How to Test Your Pipes for Lead

old water pipes

It’s a possible area of risk that may be in your house right now – lead pipes. Lead is a toxic metal that causes harm when it is inhaled or swallowed. While many may be aware of the risk of breathing in lead from lead paint chips and dust, lead used in plumbing fixtures can also transfer the toxin into your water supply.

Kids under the age of six are at the biggest risk of lead exposure. Lead can also do serious harm to pregnant women and nursing mothers. The result can be physical and developmental delays in children.

The presence of lead in plumbing is one of the ways for lead to make its harmful way into our bodies.

According to the Canadian Government, water is one of the three major sources of lead exposure in housing (the other two are soil and paint or paint dust). For plumbing, the major issue is the now-ended use of lead solder used in service connectors to join household plumbing. This practice was done until the late 1980s. Until then, lead solder was the go-to material for use to link plumbing connections, chiefly the water service line connecting your home with the municipal water grid.

To find out if your plumbing has lead in it, try the following steps.

First, check the colour of your pipes

Locate the water meter for your home. Then, examine the colour of the pipe that goes through the home wall and connects with the water meter. Also check the colour of the pipe on the other side of the water meter.

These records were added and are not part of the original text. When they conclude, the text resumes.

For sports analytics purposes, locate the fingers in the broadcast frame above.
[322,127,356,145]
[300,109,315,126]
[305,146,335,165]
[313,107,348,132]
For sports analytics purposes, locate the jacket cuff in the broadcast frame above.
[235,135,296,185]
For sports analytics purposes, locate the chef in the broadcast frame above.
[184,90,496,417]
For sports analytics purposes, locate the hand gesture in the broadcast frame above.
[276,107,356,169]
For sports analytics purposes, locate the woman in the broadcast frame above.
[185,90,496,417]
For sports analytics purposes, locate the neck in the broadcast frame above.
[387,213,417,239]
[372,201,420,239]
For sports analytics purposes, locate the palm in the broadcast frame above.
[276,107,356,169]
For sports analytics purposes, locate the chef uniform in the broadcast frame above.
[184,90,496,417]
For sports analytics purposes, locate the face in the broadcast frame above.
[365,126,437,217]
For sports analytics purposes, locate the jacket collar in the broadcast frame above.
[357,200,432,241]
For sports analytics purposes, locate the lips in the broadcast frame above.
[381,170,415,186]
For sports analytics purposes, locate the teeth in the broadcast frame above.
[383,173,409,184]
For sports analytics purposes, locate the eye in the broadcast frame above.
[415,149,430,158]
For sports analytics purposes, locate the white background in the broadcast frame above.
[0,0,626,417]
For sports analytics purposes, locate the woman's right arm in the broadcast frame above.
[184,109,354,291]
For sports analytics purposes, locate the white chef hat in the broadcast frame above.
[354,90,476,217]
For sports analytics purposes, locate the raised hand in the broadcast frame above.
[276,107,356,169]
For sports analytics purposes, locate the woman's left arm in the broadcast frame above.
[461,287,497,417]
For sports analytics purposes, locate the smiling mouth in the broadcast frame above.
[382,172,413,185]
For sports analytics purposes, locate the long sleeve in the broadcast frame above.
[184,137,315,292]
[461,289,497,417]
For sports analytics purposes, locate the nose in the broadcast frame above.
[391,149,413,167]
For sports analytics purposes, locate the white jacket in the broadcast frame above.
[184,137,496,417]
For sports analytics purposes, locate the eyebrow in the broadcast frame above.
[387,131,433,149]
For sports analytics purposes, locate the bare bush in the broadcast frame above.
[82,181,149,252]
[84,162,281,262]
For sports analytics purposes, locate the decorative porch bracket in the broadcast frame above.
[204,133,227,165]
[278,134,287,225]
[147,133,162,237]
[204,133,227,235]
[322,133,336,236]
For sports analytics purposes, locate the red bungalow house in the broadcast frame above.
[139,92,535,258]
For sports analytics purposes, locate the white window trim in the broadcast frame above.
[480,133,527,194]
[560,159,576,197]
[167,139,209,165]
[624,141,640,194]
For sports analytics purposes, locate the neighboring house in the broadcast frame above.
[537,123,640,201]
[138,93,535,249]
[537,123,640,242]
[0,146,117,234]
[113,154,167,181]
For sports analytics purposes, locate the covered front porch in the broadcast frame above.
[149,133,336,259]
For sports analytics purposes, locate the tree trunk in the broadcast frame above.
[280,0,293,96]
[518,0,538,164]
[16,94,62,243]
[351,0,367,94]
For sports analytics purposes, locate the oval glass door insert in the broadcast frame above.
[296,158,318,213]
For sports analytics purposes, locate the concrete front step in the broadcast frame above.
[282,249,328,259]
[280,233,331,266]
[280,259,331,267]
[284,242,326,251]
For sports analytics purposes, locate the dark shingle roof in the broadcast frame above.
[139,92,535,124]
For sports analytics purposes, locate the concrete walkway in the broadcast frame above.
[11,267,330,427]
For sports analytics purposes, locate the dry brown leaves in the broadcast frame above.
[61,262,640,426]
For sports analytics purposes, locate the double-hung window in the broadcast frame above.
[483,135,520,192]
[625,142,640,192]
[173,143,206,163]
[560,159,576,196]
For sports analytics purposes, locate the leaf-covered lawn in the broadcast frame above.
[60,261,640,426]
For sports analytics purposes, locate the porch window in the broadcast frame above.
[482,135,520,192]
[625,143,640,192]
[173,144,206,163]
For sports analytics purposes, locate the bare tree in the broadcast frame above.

If this pipe is grey, silver or dull in colour, there’s a chance the pipe could be lead. However, if it has the colour of brass, bronze or brown then it’s likely copper.

Scratch with a key

Using a key, scratch both pipes (do this carefully). Examine the colour of the pipe that was exposed by the key scratch. If that colour looks shiny or silver, then odds are the pipe is made of lead. If the colour is bronze, brass or dull in appearance, it’s a copper pipe. And if the inside-pipe colour is grey or dull, it’s likely galvanized iron.

Check for softness

The final step in the at-home lead pipe check is to gently press your fingernail against the pipe. If the pipe is soft – and your fingernail leaves an indentation mark – then chances are the pipe is lead – and pipe replacement should be done immediately.

Flush before drinking

Before drinking, let your water run for a minute or two. This will “flush” out any lead buildup. If it’s been more than six hours since a particular faucet has been used, lead can leach into the water sitting in the service line pipe. You can save water here by flushing the water through showering or running the washing machine.

Consume cold water, not hot

When it comes to drinking water from the tap, or using that tap water for cooking – and especially for concocting baby formulas – use cold water, not hot. That’s because hot water is more likely to carry higher lead levels.

Test your water

Finally, get your home’s water tested. This is the only way to be 100 percent certain of the amount of lead in the water – and if it is past the harm threshold where it becomes a health risk. Check with your local municipality about where you can take a sample of your water to be tested. This is even more so important for those living in big apartment buildings, as flushing the pipes cannot be enough to clear lead-infused water.